Esteatose Hepática (Gordura no Fígado): o que você precisa saber
- Ramon Silva
- 27 de mai.
- 2 min de leitura
A esteatose hepática, também chamada de “gordura no fígado”, ocorre quando há acúmulo excessivo de gordura nas células do fígado. Atualmente, ela é considerada uma doença metabólica relacionada principalmente ao excesso de peso, diabetes, sedentarismo e resistência à insulina.
Na maioria dos casos, a doença é silenciosa e pode evoluir por muitos anos sem sintomas.

Principais fatores de risco
Os fatores mais associados à esteatose hepática são:
Sobrepeso e obesidade
Gordura abdominal aumentada
Diabetes tipo 2
Colesterol e triglicerídeos elevados
Hipertensão arterial
Sedentarismo
Alimentação rica em ultraprocessados e açúcar
Resistência à insulina
Mesmo pessoas magras podem desenvolver esteatose, especialmente quando existe alteração metabólica.

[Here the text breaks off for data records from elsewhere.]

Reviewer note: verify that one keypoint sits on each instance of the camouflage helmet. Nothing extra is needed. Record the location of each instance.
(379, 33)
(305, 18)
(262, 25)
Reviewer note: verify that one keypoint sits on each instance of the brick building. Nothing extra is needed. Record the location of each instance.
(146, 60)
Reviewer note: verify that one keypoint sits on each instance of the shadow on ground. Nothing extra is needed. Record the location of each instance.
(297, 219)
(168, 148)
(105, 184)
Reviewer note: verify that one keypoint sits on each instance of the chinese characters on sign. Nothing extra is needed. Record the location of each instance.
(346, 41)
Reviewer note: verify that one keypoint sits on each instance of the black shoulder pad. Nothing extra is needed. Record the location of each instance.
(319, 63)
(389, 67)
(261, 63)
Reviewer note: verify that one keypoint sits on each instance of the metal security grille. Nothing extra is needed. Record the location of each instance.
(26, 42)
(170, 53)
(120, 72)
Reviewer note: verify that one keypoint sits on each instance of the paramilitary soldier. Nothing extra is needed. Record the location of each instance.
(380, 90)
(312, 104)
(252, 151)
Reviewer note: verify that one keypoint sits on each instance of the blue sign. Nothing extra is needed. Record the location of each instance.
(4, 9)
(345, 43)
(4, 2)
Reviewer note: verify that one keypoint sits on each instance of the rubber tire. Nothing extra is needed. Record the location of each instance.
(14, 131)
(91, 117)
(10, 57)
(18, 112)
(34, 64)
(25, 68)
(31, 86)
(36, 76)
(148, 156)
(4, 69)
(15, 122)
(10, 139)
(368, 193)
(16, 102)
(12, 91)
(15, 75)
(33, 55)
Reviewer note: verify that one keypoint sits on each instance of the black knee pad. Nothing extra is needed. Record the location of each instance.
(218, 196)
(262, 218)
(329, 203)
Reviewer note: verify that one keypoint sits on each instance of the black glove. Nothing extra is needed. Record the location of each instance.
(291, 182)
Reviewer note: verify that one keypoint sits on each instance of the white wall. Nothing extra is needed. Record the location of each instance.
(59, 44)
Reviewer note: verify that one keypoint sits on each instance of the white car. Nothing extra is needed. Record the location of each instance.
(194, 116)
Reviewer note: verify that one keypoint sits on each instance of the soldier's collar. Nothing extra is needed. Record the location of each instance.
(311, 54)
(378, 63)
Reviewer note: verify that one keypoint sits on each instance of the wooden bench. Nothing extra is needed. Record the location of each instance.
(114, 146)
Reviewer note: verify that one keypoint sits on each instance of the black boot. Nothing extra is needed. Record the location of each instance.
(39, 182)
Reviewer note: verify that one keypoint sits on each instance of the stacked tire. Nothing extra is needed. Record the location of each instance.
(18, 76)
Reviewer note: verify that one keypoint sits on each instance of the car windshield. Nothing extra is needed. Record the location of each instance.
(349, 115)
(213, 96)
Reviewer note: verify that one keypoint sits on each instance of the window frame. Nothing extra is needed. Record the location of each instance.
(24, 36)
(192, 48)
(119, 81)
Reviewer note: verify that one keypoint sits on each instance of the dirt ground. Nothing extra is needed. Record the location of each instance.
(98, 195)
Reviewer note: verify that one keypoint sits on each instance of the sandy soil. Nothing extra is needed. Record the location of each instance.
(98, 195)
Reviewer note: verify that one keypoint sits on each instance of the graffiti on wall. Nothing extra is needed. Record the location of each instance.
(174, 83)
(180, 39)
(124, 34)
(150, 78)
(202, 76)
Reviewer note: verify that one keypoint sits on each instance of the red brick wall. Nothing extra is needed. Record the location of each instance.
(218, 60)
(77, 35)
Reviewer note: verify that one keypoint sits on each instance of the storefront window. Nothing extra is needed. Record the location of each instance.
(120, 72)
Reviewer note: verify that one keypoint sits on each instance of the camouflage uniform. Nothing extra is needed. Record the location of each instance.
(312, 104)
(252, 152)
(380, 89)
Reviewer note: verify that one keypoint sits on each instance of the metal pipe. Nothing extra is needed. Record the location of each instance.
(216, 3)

Qual a importância do ultrassom?
O ultrassom abdominal é um dos principais exames para detectar gordura no fígado.
Ele é:
não invasivo
rápido
indolor
amplamente disponível
O exame consegue identificar sinais sugestivos de infiltração gordurosa hepática, muitas vezes antes do aparecimento de sintomas.
Importante:
O ultrassom é excelente para detectar a presença de gordura no fígado, mas nem sempre consegue avaliar sozinho o grau de inflamação ou fibrose hepática.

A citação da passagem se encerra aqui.